Solo: A Festival of Dance • Oct 6
Solo: A Festival of Dance
Sat, Oct 6
7:30 pm (in the OtB building): Dani Tirrell (Seattle)
8:00 pm (Merrill Theater): Emily Gastineau (pt 1) (Minneapolis), Alyza DelPan-Monley (Seattle), Syniva Whitney/Gender Tender (Seattle), Emily Gastineau (pt 2) (Minneapolis), Troy Ogilvie (NYC)
Dani Tirrell: The Ties That Bind
with Aquilla Bell
We have not performed together in over 10 years, we have friendship that has lasted over close to 20 years. How does time and distance still connect us? This piece, these solos, explore an emotional connection. It is taking dance to its most human level....LOVE!
Dani Tirrell (Seattle) creates movement pieces inspired by Dani’s queer, gender non-conforming, and black experience. Dani has danced with Jazz and Spirit Dance Theater of Detroit, Monroe Ballet Company and Dani Tirrell Dance Theater.
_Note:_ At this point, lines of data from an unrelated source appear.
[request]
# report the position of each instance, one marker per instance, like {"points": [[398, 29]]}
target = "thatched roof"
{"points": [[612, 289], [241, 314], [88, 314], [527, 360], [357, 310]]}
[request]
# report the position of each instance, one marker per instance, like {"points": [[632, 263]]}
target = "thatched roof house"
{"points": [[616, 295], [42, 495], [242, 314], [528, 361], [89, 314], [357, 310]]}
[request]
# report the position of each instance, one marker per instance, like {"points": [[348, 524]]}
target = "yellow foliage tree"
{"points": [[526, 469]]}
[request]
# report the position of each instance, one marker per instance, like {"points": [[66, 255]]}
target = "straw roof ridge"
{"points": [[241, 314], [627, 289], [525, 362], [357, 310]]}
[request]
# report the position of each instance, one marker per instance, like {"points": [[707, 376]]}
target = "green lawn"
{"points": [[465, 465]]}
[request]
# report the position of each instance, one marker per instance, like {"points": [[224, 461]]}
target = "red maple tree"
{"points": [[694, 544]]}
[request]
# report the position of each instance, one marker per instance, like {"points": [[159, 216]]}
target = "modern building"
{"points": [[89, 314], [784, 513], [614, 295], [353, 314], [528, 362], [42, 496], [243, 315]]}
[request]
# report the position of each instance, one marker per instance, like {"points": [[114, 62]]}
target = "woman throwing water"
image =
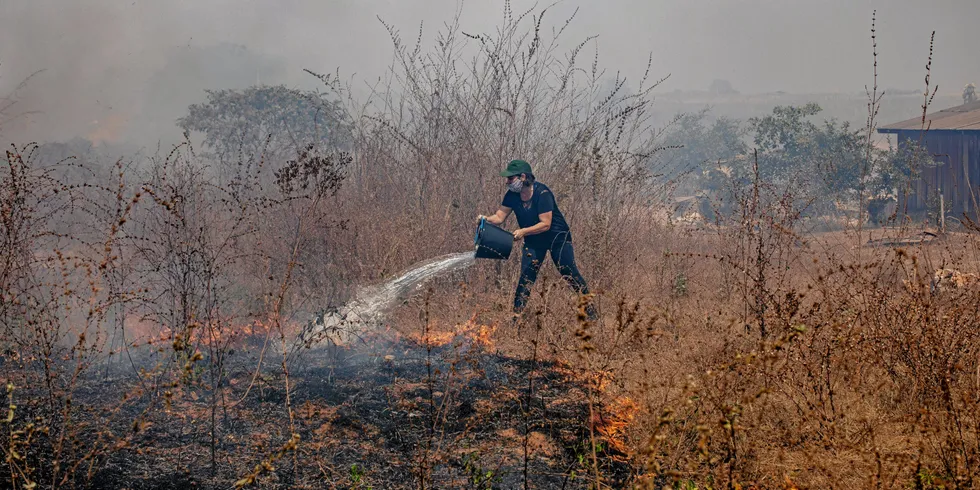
{"points": [[543, 229]]}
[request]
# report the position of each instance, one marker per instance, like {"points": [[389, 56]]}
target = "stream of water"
{"points": [[372, 303]]}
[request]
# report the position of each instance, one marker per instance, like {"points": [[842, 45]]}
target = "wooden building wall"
{"points": [[956, 175]]}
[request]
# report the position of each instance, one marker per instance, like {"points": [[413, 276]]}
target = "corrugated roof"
{"points": [[964, 117]]}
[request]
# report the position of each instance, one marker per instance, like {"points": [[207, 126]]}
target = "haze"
{"points": [[128, 69]]}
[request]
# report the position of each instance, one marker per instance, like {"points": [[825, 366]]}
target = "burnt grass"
{"points": [[381, 415]]}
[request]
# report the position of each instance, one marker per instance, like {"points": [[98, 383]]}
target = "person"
{"points": [[543, 229]]}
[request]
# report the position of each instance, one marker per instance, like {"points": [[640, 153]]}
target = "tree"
{"points": [[697, 146], [275, 121], [823, 160]]}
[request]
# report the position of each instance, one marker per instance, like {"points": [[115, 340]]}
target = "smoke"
{"points": [[117, 70]]}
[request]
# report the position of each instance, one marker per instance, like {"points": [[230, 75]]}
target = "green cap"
{"points": [[516, 167]]}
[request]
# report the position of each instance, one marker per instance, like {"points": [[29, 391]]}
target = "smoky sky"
{"points": [[114, 69]]}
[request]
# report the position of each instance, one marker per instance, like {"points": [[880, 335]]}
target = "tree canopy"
{"points": [[275, 121]]}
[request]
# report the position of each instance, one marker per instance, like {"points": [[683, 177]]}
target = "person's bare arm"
{"points": [[497, 218], [541, 227]]}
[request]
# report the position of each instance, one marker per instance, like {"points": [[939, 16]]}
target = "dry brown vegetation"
{"points": [[149, 308]]}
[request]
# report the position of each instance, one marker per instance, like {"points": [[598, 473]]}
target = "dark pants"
{"points": [[562, 254]]}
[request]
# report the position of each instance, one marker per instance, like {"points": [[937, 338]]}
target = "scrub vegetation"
{"points": [[782, 324]]}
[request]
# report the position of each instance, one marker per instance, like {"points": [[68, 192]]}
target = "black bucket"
{"points": [[492, 242]]}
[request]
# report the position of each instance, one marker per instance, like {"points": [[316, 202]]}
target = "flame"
{"points": [[472, 333], [612, 423]]}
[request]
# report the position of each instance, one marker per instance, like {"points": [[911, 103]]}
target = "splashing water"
{"points": [[371, 304]]}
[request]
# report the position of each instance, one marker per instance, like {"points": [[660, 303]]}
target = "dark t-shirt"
{"points": [[542, 201]]}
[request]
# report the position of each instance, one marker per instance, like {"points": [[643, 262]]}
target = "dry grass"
{"points": [[144, 308]]}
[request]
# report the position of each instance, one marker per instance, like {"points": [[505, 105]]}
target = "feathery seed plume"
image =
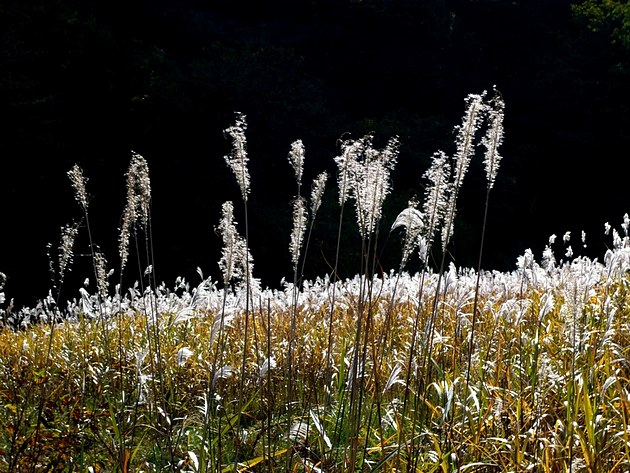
{"points": [[236, 259], [296, 158], [100, 268], [68, 236], [237, 160], [412, 219], [436, 194], [494, 137], [317, 191], [78, 181], [351, 150], [365, 176], [138, 203], [465, 148], [299, 228]]}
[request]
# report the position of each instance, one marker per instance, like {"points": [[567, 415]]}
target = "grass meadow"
{"points": [[445, 369]]}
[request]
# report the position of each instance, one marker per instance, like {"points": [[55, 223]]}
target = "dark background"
{"points": [[87, 81]]}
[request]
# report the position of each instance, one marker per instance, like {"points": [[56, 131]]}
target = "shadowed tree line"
{"points": [[87, 82]]}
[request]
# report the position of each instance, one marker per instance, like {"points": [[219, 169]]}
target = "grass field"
{"points": [[447, 369]]}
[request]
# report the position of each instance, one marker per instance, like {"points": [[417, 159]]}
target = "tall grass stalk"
{"points": [[385, 371]]}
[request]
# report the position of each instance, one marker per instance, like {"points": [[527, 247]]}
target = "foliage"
{"points": [[608, 17]]}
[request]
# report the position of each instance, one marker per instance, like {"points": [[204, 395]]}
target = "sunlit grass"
{"points": [[454, 369]]}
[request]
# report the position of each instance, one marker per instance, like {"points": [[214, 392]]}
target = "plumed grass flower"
{"points": [[100, 268], [235, 260], [237, 159], [465, 148], [300, 217], [413, 222], [138, 204], [317, 191], [436, 194], [351, 150], [364, 174], [78, 181], [494, 137], [296, 158], [66, 254]]}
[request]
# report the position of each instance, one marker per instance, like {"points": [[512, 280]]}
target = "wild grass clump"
{"points": [[446, 369]]}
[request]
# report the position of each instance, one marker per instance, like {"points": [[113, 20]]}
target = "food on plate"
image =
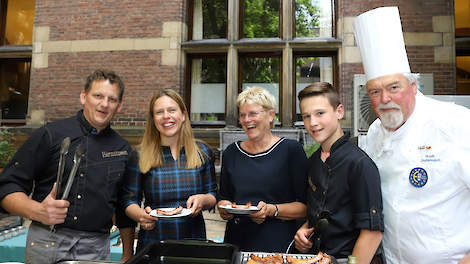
{"points": [[171, 212], [246, 206], [274, 259], [320, 258]]}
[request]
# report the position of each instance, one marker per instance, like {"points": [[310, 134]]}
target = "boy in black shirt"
{"points": [[344, 206]]}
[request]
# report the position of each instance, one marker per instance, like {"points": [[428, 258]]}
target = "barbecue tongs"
{"points": [[64, 149]]}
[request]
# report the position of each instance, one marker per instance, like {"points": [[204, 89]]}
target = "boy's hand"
{"points": [[302, 242]]}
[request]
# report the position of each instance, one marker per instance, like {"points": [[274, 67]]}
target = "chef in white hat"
{"points": [[421, 148]]}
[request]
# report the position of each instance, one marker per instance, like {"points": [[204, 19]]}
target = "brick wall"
{"points": [[417, 17], [56, 88]]}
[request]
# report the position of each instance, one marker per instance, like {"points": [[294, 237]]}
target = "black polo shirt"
{"points": [[347, 187], [94, 193]]}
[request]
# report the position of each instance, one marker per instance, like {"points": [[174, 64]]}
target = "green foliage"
{"points": [[215, 19], [7, 147], [310, 149], [306, 18]]}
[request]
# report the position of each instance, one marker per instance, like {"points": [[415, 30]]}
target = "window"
{"points": [[209, 19], [208, 83], [16, 34], [260, 18], [274, 44], [263, 71]]}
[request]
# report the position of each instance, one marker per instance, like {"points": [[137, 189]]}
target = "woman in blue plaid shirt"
{"points": [[170, 169]]}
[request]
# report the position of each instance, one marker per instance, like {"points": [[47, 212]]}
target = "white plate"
{"points": [[183, 213], [232, 210]]}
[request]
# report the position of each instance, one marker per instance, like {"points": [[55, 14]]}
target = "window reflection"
{"points": [[309, 70], [313, 18], [263, 72], [208, 89], [209, 19], [14, 88], [19, 22], [261, 18]]}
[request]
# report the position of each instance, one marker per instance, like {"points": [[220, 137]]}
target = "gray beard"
{"points": [[391, 120]]}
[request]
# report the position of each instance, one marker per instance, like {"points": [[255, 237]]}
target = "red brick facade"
{"points": [[55, 88]]}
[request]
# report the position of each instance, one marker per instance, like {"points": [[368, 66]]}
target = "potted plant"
{"points": [[7, 147]]}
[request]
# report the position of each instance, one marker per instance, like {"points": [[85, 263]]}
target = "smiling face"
{"points": [[168, 118], [393, 99], [255, 120], [321, 119], [100, 103]]}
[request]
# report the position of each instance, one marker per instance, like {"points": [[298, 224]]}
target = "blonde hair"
{"points": [[150, 150], [257, 95]]}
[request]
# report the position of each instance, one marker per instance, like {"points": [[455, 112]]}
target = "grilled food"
{"points": [[274, 259], [172, 212], [320, 258]]}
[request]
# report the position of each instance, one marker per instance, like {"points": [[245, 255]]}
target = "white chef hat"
{"points": [[379, 36]]}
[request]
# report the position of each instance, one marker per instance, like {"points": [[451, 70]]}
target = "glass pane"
{"points": [[19, 22], [309, 70], [209, 19], [263, 72], [14, 89], [313, 18], [261, 18], [208, 81]]}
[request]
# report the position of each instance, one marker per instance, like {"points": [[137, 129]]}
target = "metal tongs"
{"points": [[64, 149], [77, 157]]}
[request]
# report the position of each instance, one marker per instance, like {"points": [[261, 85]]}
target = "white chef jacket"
{"points": [[428, 222]]}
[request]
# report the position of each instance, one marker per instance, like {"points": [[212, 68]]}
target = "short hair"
{"points": [[321, 88], [257, 95], [103, 75], [412, 77]]}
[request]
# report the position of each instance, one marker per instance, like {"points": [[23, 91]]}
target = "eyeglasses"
{"points": [[251, 114]]}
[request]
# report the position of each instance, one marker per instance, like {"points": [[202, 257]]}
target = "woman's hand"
{"points": [[195, 203], [266, 210], [302, 242], [223, 213], [145, 220]]}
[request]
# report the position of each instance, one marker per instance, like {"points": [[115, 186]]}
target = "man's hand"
{"points": [[52, 211], [223, 213], [264, 212], [302, 243], [195, 203], [465, 260]]}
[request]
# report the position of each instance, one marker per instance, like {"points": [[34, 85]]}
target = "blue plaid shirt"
{"points": [[170, 185]]}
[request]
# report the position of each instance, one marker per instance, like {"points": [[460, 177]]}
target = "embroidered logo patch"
{"points": [[113, 154], [418, 177]]}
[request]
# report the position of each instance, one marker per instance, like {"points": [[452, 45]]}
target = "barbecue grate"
{"points": [[245, 256]]}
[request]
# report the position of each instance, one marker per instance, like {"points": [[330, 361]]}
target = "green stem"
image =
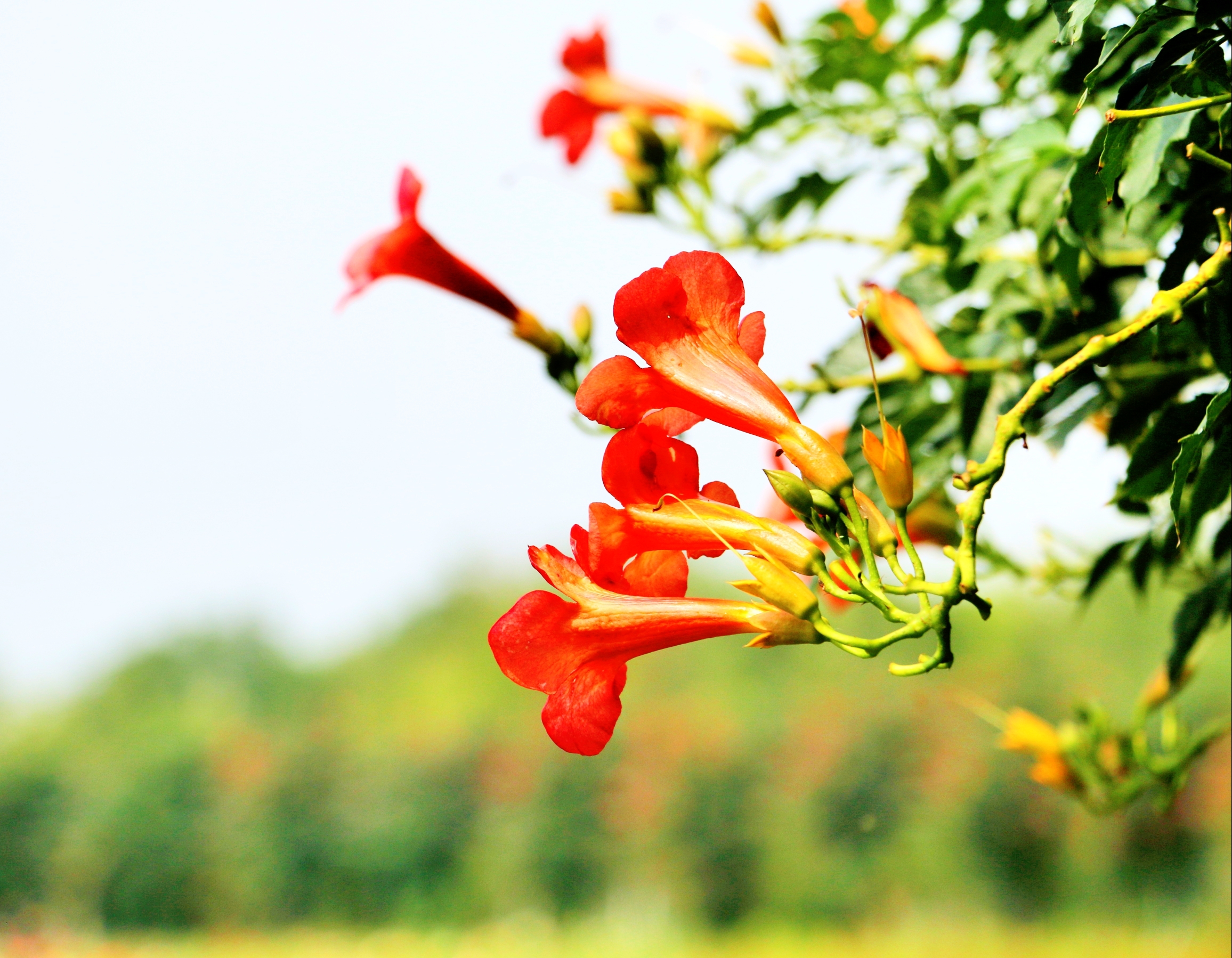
{"points": [[1166, 304], [1197, 153], [1163, 111]]}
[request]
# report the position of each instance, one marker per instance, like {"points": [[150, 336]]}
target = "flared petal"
{"points": [[658, 573], [572, 119], [642, 465], [586, 54], [581, 716], [619, 393], [576, 652], [617, 535], [411, 250]]}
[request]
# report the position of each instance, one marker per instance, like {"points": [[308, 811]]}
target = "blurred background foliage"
{"points": [[212, 783]]}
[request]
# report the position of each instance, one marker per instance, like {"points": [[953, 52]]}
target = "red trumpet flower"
{"points": [[685, 322], [576, 652], [411, 250], [693, 526], [571, 113]]}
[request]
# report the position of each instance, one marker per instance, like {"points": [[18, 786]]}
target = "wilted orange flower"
{"points": [[902, 323], [1028, 733], [934, 520], [577, 652], [411, 250], [685, 322], [891, 466]]}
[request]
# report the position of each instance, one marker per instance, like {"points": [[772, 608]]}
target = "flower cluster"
{"points": [[629, 573]]}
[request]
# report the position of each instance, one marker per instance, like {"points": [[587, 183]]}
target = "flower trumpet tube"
{"points": [[577, 652], [881, 535], [411, 250], [699, 527], [684, 321], [780, 587], [891, 466], [571, 113], [902, 323]]}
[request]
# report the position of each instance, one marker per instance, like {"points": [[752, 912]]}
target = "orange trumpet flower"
{"points": [[685, 322], [1025, 732], [571, 113], [891, 466], [903, 326], [577, 652]]}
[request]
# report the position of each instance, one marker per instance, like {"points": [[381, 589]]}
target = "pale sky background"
{"points": [[191, 434]]}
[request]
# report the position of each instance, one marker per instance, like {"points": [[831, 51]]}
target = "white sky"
{"points": [[191, 434]]}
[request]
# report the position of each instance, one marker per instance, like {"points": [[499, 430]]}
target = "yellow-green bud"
{"points": [[582, 323], [778, 585], [791, 489]]}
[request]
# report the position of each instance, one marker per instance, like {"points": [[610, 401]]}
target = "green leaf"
{"points": [[1192, 451], [1135, 94], [1150, 470], [1071, 17], [811, 189], [1086, 191], [1214, 481], [1193, 617], [1145, 157], [1140, 565], [1118, 37]]}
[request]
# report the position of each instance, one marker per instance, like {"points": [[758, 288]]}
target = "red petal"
{"points": [[619, 392], [722, 493], [684, 322], [585, 54], [581, 716], [579, 545], [753, 335], [409, 188], [571, 117], [641, 465], [673, 420], [661, 573]]}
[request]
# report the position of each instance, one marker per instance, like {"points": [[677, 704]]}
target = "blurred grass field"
{"points": [[752, 803], [532, 940]]}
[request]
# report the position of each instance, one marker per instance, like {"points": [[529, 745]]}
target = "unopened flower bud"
{"points": [[778, 585], [791, 490], [891, 466], [881, 535], [823, 503], [626, 201], [783, 628], [1160, 689], [582, 323], [624, 142], [764, 15]]}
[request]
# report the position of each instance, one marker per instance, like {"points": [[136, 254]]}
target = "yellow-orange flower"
{"points": [[891, 466], [902, 323], [1028, 733]]}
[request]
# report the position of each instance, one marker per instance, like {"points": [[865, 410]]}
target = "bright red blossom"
{"points": [[685, 322], [576, 652], [411, 250], [571, 113]]}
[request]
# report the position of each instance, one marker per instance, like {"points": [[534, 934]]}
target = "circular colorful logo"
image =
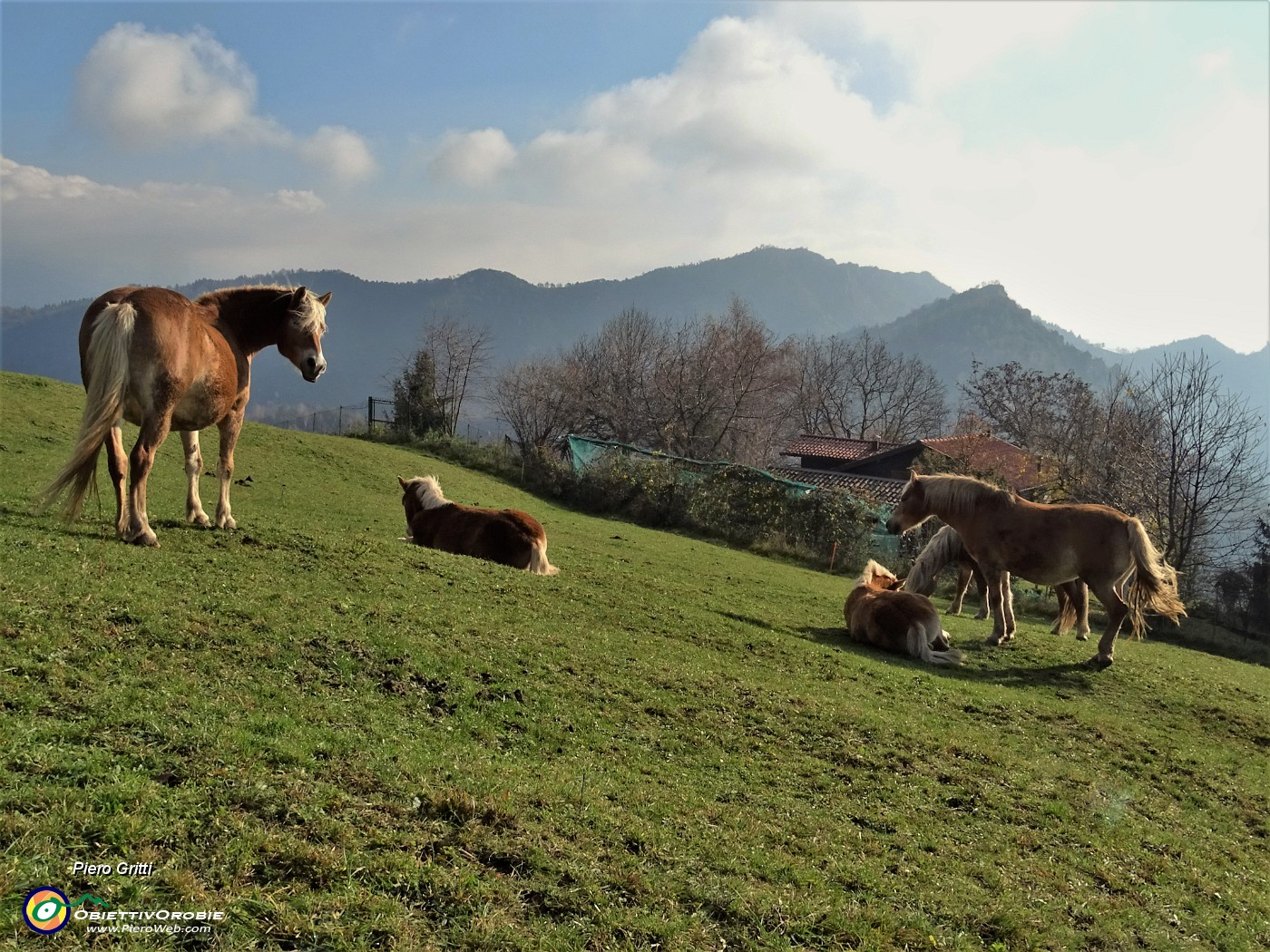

Dani has performed and shown work at Black Choreographers Festival (San Francisco), Gay City Arts (Seattle), Bumbershoot: Velocity Dance Center Showcase, Showing Out: Black Contemporary Choreographers (Seattle), Young Tanz Sommer (Austria), Northwest New Works Festival: On the Boards (Seattle), Risk/Reward (Portland), Seattle Art Museum, and Erased (Color Lines Dance Ensemble) as part of Nights at the Neptune (Neptune Theater, Seattle).
Photo: Jen Au
Emily Gastineau: Just an Argument and all right give it up
Just an Argument is born out of a desire for control, a desire to know everything, and desire without object at all. Knowledge is a weapon, and hubris is swiftly followed by humiliation. This work measures the gap between perfection and reality, wildness and contrivance, the tactile and the quantifiable.
all right give it up is a study in the generic mood, the manufacture of feeling in contemporary performance and contemporary capitalism. I activate generic expression (sorrow, joy) and generic dancing (opening port de bras, the step-touch)—to create choreographic surfaces for the spectator to project their own beliefs, speculation, and desires. The generic is a singularity that is in circulation—a way to inhabit the compulsory self-performance of dance and neoliberalism, yet still leaving an absence at its center. Is dancing in first person (a mode of authentic self-expression) or in third person (a desire for universality)? Or is this address actually in second person (a love letter, a command)?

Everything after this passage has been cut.